For a dozen years Limato was the star of the talent department at ICM, where his elegant office boasted two gorgeous framed French one-sheets for From Here to Eternity and The Lady From Shanghai and a giant tropical aquarium whose fish he knew by name, fussed over by three good-looking assistants he called "the boys." Over the years he repped Denzel Washington, Dennis Quaid, Sharon Stone, Nic Cage, Richard Gere (for 40 years, signed before he did Grease on stage), Steve Martin and Mel Gibson.
Invites to Limato's annual Friday night tented Oscar party were hot tickets; he never allowed press to attend, and was one agent who was not interested in seeing his name in the trades, although he was not without vanity: he did participate in a 1990 Vanity Fair spread. Who else could carry off a white suit, white patent leather loafers and plastic cigarette with such panache?

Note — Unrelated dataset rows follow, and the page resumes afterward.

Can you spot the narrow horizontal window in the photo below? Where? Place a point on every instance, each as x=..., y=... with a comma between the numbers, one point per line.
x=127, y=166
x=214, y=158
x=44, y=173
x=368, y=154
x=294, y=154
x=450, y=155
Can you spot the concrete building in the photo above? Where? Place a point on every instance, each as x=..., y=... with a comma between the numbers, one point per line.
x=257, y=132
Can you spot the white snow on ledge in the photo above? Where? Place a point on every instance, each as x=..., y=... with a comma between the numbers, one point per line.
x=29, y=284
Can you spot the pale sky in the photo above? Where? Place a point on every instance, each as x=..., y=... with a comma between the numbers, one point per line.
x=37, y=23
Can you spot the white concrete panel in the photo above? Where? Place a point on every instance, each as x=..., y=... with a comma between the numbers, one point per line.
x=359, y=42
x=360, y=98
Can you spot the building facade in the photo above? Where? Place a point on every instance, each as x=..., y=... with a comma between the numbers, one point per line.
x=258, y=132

Limato left ICM, where he had been vice chairman and co-president, in 2007 after the 2006 merger with Broder Webb Chervin Silbermann left him unhappy. After he won a contentious arbitration, he took his list with him to William Morris, and went along with the WME merger. He did not suffer fools. He understood the business as well as anyone. And he stood by such clients as Gibson, Robert Downey, Jr., and Winona Ryder through thick and thin. He educated his younger actors; he showed Ryder and Paul Walker A Place in the Sun.

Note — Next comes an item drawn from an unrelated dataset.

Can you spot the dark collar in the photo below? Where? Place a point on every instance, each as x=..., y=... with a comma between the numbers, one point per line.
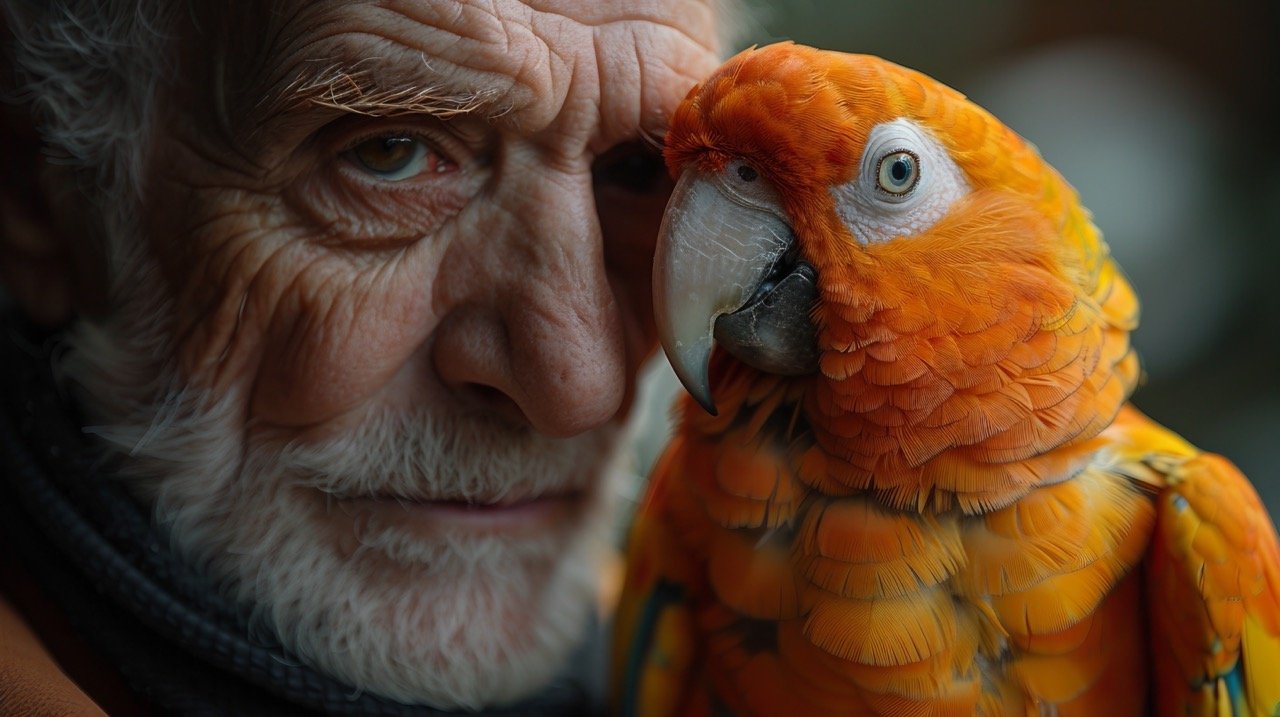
x=168, y=630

Limato was old-school. He was courtly, well-mannered, charming. He was blind-sided when Michelle Pfeiffer left him for CAA, but took her departure gently, telling her that he understood and that if she changed her mind, he would welcome her back with open arms, no questions asked. He cared. He fussed. He threw tantrums. He apologized. He was not a Sammy Glick. In fact, he was himself--not one of those faceless foot soldiers that have come to populate the streets of Wilshire Boulevard.

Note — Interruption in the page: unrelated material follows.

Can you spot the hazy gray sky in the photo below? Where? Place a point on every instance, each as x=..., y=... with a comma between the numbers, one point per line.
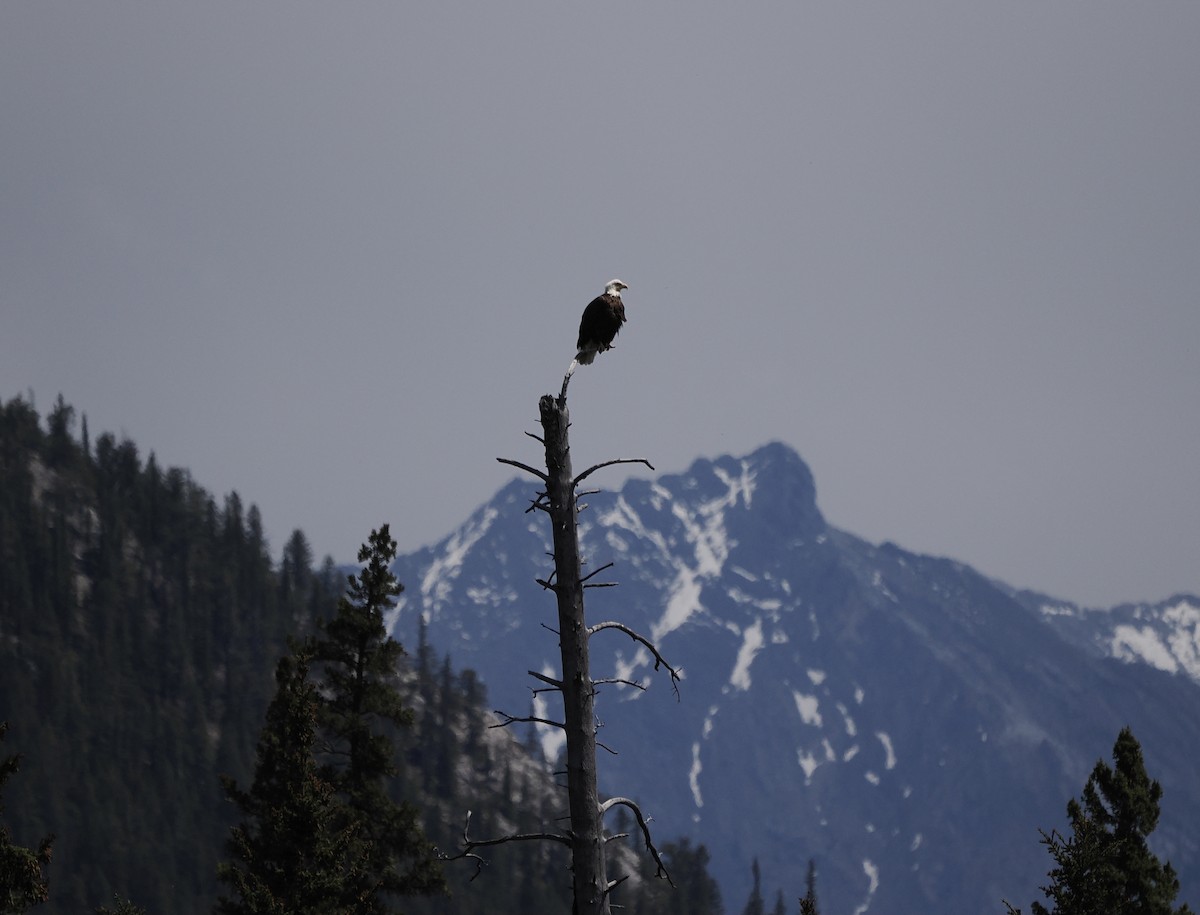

Here's a statement from WME:
"We are deeply saddened by the loss of our colleague Ed Limato. He was the consummate agent, launching the careers of some of the most celebrated artists of our time, always with his signature style and class. His passion for this business was contagious, inspiring so many who had the privilege of knowing him. A true legend, Ed has left an indelible mark on our industry. We will miss him dearly."